Os pastores Gilmar Santos e Arilton Moura têm, ao menos desde janeiro de 2021, negociado com prefeituras a liberação de recursos federais para obras de creches, escolas, quadras ou para compra de equipamentos de tecnologia. Os dois têm acesso livre no MEC, organizaram agendas com o ministro e negociavam recursos do MEC em um hotel de Brasília, como a Folha mostrou.
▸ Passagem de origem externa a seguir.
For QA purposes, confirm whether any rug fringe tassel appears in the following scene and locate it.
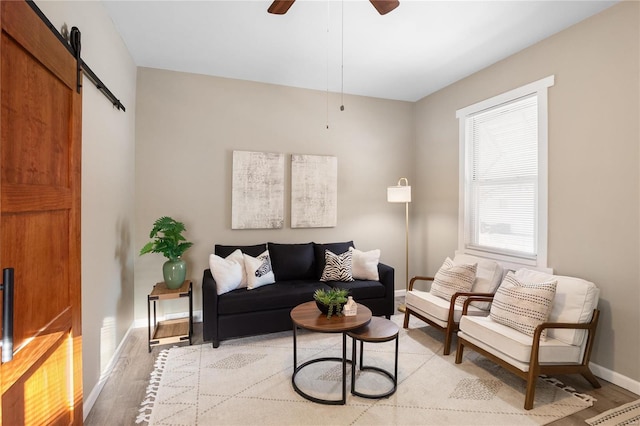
[136,349,169,424]
[540,374,597,405]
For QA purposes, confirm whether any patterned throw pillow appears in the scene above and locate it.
[320,250,353,282]
[430,257,478,305]
[489,271,558,340]
[244,250,276,290]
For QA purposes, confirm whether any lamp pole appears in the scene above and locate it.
[387,178,411,312]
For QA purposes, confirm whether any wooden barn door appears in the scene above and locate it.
[0,1,82,425]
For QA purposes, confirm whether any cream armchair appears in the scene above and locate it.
[455,269,600,410]
[403,254,503,355]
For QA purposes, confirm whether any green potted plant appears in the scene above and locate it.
[313,287,349,319]
[140,216,193,289]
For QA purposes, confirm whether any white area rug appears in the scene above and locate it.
[585,399,640,426]
[137,315,593,425]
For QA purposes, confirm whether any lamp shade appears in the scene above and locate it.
[387,178,411,203]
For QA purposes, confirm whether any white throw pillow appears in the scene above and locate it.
[225,249,247,288]
[489,271,558,340]
[349,247,380,281]
[243,250,276,290]
[209,254,242,295]
[515,268,600,345]
[430,257,478,305]
[320,250,353,282]
[453,253,504,311]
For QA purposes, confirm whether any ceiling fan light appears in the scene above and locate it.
[369,0,400,15]
[267,0,295,15]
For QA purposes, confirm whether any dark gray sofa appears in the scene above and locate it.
[202,241,394,348]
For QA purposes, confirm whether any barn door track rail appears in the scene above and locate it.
[26,0,126,111]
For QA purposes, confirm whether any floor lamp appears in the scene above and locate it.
[387,178,411,312]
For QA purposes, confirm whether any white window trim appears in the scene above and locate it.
[456,75,555,271]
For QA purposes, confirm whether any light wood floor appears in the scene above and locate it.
[84,303,640,426]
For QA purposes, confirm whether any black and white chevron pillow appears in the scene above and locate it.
[320,250,353,282]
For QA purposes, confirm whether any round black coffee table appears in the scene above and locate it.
[291,302,371,405]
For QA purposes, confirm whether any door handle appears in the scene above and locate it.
[0,268,13,362]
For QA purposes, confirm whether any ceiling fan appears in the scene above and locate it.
[267,0,400,15]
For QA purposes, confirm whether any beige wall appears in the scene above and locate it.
[37,1,136,416]
[134,68,414,324]
[413,2,640,386]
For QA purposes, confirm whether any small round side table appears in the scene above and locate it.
[347,317,400,399]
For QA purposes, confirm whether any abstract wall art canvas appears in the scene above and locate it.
[231,151,284,229]
[291,154,338,228]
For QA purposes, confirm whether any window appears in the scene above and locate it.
[456,76,554,268]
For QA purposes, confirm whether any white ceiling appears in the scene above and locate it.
[103,0,616,101]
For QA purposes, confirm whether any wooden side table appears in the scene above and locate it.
[147,280,193,352]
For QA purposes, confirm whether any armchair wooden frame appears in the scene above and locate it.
[455,297,601,410]
[402,276,493,355]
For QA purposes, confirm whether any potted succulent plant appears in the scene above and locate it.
[140,216,193,288]
[313,287,349,319]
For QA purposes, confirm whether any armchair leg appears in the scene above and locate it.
[524,369,538,410]
[456,339,464,364]
[580,367,602,389]
[443,330,453,355]
[402,308,410,328]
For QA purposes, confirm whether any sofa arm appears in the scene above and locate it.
[460,293,495,315]
[202,269,220,348]
[378,263,395,316]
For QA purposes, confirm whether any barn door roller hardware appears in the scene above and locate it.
[27,0,126,111]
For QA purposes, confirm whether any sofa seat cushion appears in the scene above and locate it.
[268,243,316,281]
[405,290,489,328]
[325,280,386,302]
[458,316,582,371]
[218,280,329,315]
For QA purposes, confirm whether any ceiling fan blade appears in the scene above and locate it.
[369,0,400,15]
[267,0,295,15]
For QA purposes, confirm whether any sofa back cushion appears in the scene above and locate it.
[515,268,600,345]
[313,241,356,280]
[213,244,267,257]
[267,243,316,281]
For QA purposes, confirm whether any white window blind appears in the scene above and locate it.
[456,76,554,268]
[467,94,538,258]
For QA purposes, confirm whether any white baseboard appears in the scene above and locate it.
[589,362,640,395]
[83,302,640,420]
[82,325,133,422]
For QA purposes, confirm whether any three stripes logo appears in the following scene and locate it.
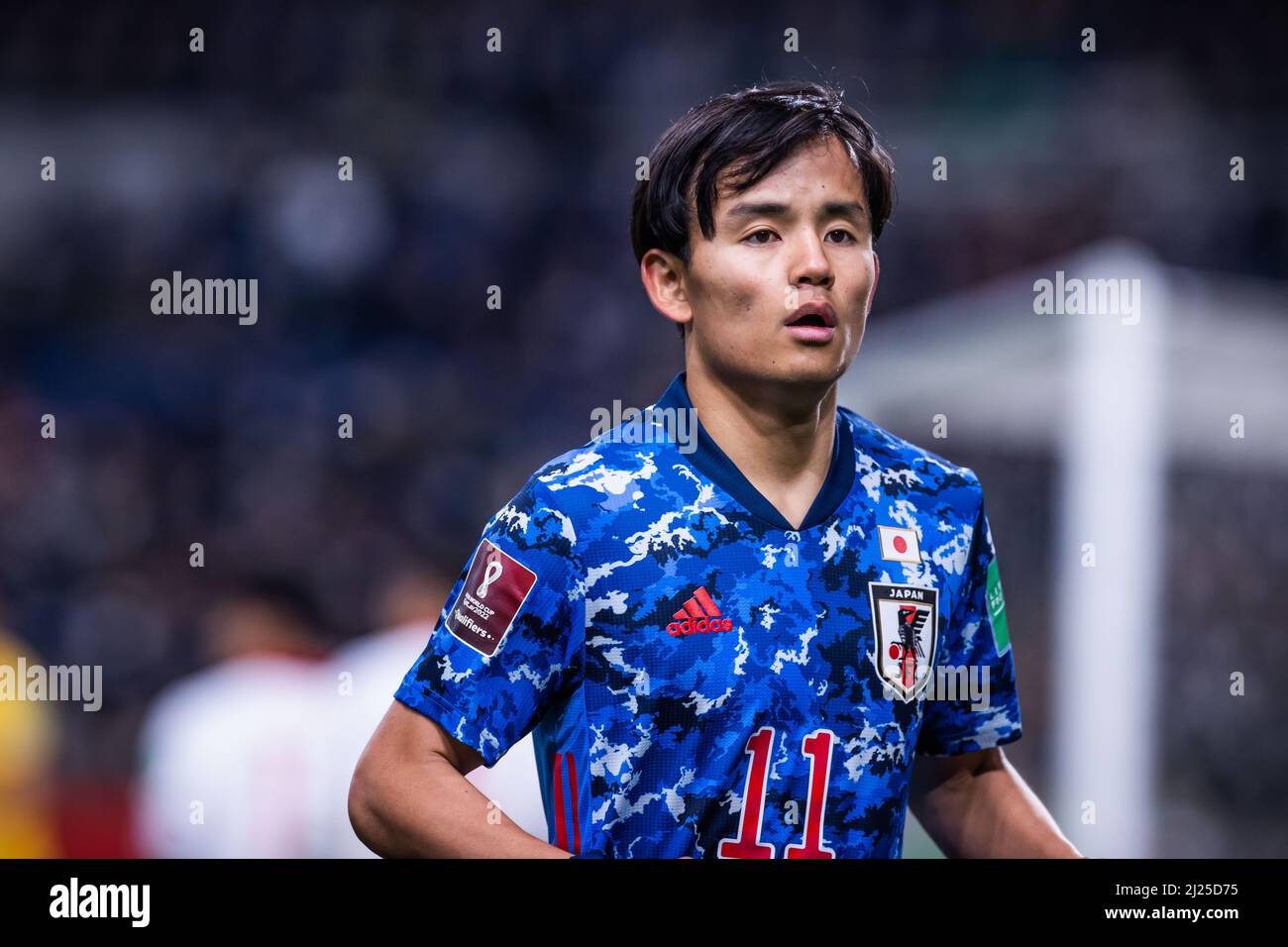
[666,585,733,638]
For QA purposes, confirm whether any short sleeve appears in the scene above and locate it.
[394,479,585,767]
[917,496,1021,756]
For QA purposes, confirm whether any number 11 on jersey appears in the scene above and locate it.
[716,727,836,858]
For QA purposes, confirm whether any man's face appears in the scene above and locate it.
[684,137,877,385]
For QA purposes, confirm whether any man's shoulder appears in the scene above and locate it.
[497,429,675,540]
[837,407,983,501]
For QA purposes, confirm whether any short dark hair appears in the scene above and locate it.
[631,80,894,335]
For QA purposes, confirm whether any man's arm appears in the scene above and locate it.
[910,746,1083,858]
[349,701,572,858]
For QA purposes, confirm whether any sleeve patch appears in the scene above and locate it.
[987,557,1012,655]
[445,540,537,657]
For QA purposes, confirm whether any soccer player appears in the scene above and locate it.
[349,82,1078,858]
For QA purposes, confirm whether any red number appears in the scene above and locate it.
[716,727,836,858]
[787,729,836,858]
[716,727,774,858]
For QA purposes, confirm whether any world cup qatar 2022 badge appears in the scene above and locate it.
[868,582,939,703]
[445,540,537,657]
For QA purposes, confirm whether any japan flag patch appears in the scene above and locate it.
[877,526,921,563]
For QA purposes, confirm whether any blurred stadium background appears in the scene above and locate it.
[0,3,1288,857]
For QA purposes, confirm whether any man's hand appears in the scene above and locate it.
[910,746,1082,858]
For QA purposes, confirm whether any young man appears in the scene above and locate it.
[349,84,1077,858]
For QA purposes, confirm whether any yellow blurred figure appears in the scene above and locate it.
[0,629,58,858]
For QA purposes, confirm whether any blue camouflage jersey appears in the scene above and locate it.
[395,372,1020,858]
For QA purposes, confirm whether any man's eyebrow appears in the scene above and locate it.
[725,201,868,223]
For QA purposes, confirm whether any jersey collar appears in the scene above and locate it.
[656,371,854,532]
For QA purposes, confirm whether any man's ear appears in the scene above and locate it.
[640,249,693,327]
[864,250,881,314]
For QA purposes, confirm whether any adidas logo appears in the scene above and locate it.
[666,586,733,638]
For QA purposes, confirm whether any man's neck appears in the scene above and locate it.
[686,366,836,527]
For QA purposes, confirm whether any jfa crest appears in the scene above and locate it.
[868,582,939,703]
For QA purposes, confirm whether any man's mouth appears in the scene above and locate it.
[786,303,836,343]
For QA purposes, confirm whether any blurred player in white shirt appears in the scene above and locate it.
[326,574,546,858]
[136,579,334,858]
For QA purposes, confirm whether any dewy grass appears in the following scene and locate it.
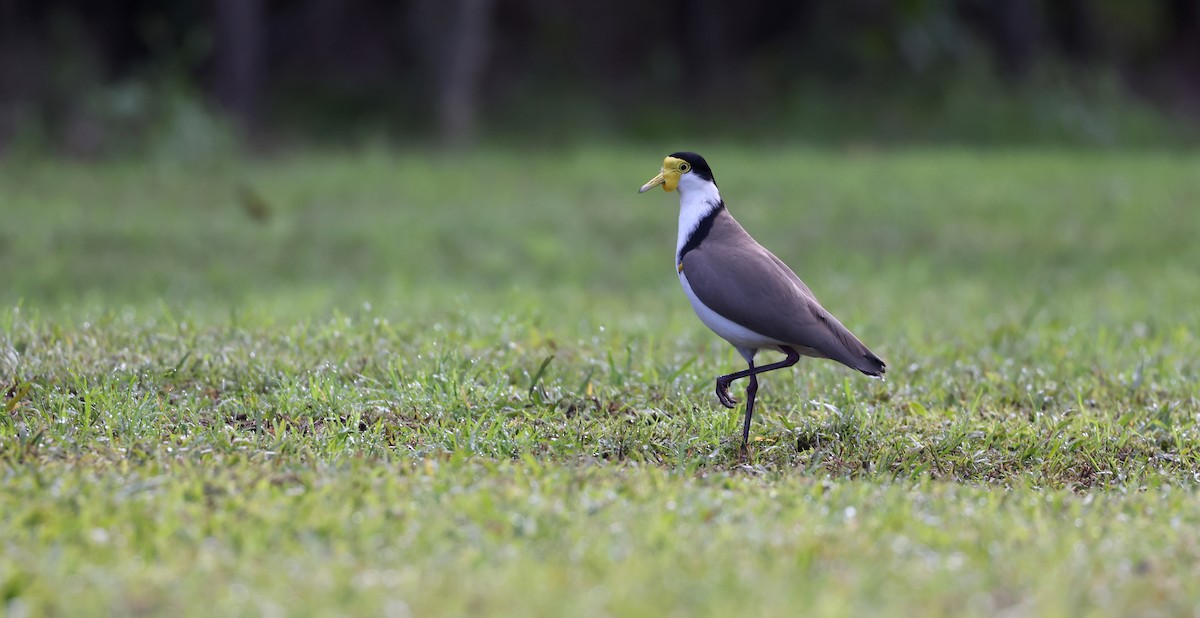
[0,144,1200,616]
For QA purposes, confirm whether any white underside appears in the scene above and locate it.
[679,272,786,355]
[676,174,786,361]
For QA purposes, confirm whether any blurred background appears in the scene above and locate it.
[0,0,1200,157]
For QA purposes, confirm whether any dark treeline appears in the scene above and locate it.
[0,0,1200,151]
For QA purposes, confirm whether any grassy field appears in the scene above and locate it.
[0,145,1200,616]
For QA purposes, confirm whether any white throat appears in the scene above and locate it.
[676,174,721,256]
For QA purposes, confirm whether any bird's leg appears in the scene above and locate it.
[716,346,800,408]
[742,372,758,449]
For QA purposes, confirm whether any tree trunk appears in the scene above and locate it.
[436,0,494,146]
[212,0,265,133]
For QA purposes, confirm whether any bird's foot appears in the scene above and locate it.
[716,378,738,408]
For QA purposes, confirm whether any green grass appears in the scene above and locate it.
[0,144,1200,616]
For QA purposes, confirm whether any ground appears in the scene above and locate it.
[0,144,1200,616]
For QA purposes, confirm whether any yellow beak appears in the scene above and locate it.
[637,170,671,193]
[637,157,685,193]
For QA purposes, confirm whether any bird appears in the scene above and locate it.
[638,152,887,451]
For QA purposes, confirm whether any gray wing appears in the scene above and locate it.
[683,217,886,376]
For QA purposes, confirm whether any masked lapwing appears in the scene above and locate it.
[638,152,887,448]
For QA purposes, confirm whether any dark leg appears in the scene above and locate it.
[742,362,758,449]
[716,346,800,408]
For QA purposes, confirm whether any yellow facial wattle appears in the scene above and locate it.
[637,157,690,193]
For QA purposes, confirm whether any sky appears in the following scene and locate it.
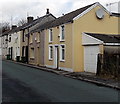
[0,0,120,24]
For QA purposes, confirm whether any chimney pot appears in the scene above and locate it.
[12,25,17,29]
[27,17,34,23]
[46,8,50,14]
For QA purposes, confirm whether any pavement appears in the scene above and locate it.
[2,61,119,104]
[3,60,120,90]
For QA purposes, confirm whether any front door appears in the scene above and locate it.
[84,46,99,73]
[54,46,59,69]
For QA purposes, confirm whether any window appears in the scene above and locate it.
[30,48,34,58]
[60,26,65,41]
[37,32,40,42]
[22,30,25,42]
[30,33,33,43]
[60,45,65,61]
[49,29,53,42]
[9,35,11,42]
[49,46,53,60]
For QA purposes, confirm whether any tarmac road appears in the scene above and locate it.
[2,61,119,103]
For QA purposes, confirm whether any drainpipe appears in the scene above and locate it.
[27,28,30,64]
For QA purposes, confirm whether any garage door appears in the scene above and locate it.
[84,46,100,73]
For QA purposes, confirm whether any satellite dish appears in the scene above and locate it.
[96,8,105,19]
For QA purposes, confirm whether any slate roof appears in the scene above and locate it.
[85,33,120,43]
[34,3,95,32]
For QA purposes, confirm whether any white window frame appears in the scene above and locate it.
[48,45,53,60]
[60,44,66,62]
[49,28,53,42]
[60,25,65,41]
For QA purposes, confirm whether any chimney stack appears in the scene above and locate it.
[12,25,17,29]
[27,17,33,23]
[46,8,50,14]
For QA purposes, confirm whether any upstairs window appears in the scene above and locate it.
[60,25,65,41]
[60,45,65,61]
[49,29,53,42]
[9,35,11,42]
[49,46,53,60]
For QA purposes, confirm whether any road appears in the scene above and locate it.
[2,61,119,102]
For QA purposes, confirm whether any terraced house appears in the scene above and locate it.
[20,9,55,65]
[1,2,120,73]
[44,2,119,73]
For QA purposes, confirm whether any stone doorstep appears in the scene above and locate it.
[5,60,120,90]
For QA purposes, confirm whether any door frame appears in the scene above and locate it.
[54,44,59,69]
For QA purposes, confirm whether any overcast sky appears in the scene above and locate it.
[0,0,120,24]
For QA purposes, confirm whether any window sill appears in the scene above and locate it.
[60,60,65,62]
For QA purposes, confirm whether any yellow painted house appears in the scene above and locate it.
[40,2,120,73]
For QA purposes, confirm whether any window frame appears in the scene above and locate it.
[60,25,65,41]
[49,28,53,43]
[60,44,66,62]
[48,45,53,60]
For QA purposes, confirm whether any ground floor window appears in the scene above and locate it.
[49,46,53,60]
[60,45,65,61]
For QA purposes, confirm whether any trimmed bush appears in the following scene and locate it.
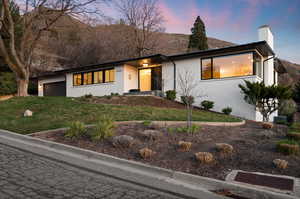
[222,107,232,115]
[178,141,192,152]
[276,140,300,155]
[91,116,115,141]
[195,152,214,164]
[201,100,215,111]
[287,132,300,141]
[142,120,152,127]
[65,121,86,139]
[166,90,176,101]
[181,96,195,105]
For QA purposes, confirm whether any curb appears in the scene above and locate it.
[0,130,297,199]
[27,120,246,136]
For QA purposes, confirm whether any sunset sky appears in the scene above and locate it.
[105,0,300,63]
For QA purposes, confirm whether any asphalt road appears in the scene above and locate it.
[0,144,185,199]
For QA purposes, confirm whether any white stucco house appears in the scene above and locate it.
[38,26,278,121]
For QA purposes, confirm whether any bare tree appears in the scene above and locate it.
[0,0,105,96]
[114,0,164,56]
[178,70,204,131]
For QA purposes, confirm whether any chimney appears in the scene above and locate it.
[258,25,274,50]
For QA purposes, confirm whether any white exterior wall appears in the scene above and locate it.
[38,76,66,97]
[163,58,262,120]
[66,66,124,97]
[123,65,139,93]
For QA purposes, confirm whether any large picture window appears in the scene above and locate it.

Os dois pastores têm proximidade com Bolsonaro desde o primeiro ano do governo. A atuação dos religiosos foi revelada pelo jornal O Estado de S. Paulo.

No áudio obtido pela Folha, o ministro diz que a priorização ao amigos do pastor Gilmar atende solicitação do presidente Jair Bolsonaro.

"Foi um pedido especial que o presidente da República fez para mim sobre a questão do [pastor] Gilmar", diz o Milton Ribeiro na conversa em que participaram prefeitos e dois religiosos.

Na semana passada, Ribeiro negou em nota ter determinado alocação de recursos para favorecer qualquer município. Ele afirmou que Bolsonaro não teria pedido para que os pleitos dos pastores fossem atendidos, mas somente que todos os indicados por eles fossem atendidos.

Também na semana passada, em declaração ao jornal O Estado de S. Paulo, o prefeito Gilberto Braga (PSDB), do município maranhense de Luis Domingues, afirmou que um dos pastores envolvidos no esquema pediu 1 kg de ouro para conseguir liberar verbas de obras de educação para a cidade.

Segundo o gestor, o pedido foi feito em um restaurante de Brasília na presença de outros políticos.

A Folha confirmou o relato do prefeito com outras duas pessoas presentes no local onde o pedido de propina foi feito.

As revelações no MEC resultaram na instauração de apurações. A Polícia Federal abriu na sexta-feira (25) dois inquéritos que miram a atuação dos pastores na liberação de verbas MEC.

O primeiro deles foi aberto na Superintendência da PF no Distrito Federal e irá apurar as suspeitas apontadas em um relatório da Controladoria-Geral da União sobre distribuições de verbas do FNDE (Fundo Nacional do Desenvolvimento da Educação).

A outra investigação foi instaurada na sede do órgão, no setor que cuida de inquéritos que tramitam no STF (Supremo Tribunal Federal), e tem como alvo o ministro Milton Ribeiro e a fala dele em áudio revelado pela Folha.

No caso do ministro, serão apuradas suspeitas de corrupção passiva, tráfico de influência, prevaricação e advocacia administrativa.

O inquérito que mira Ribeiro foi autorizado pela ministra Cármen Lúcia, do STF, e atendeu a pedido do procurador-geral da República, Augusto Aras.

Além do flanco jurídico, o caso envolvendo Ribeiro e os pastores tem potencial de prejudicar a campanha pela reeleição de Bolsonaro.

Pessoas próximas ao presidente chegaram a aconselhá-lo desde que o caso eclodiu a demitir o ministro da Educação, justamente para evitar o desgaste político.

Bolsonaro, no entanto, resistiu a demitir o auxiliar.

O principal argumento da ala que defende a demissão -ou ao menos o afastamento- do ministro é que as suspeitas abalam o discurso repetido à exaustação por Bolsonaro de que ele comanda um governo sem corrupção.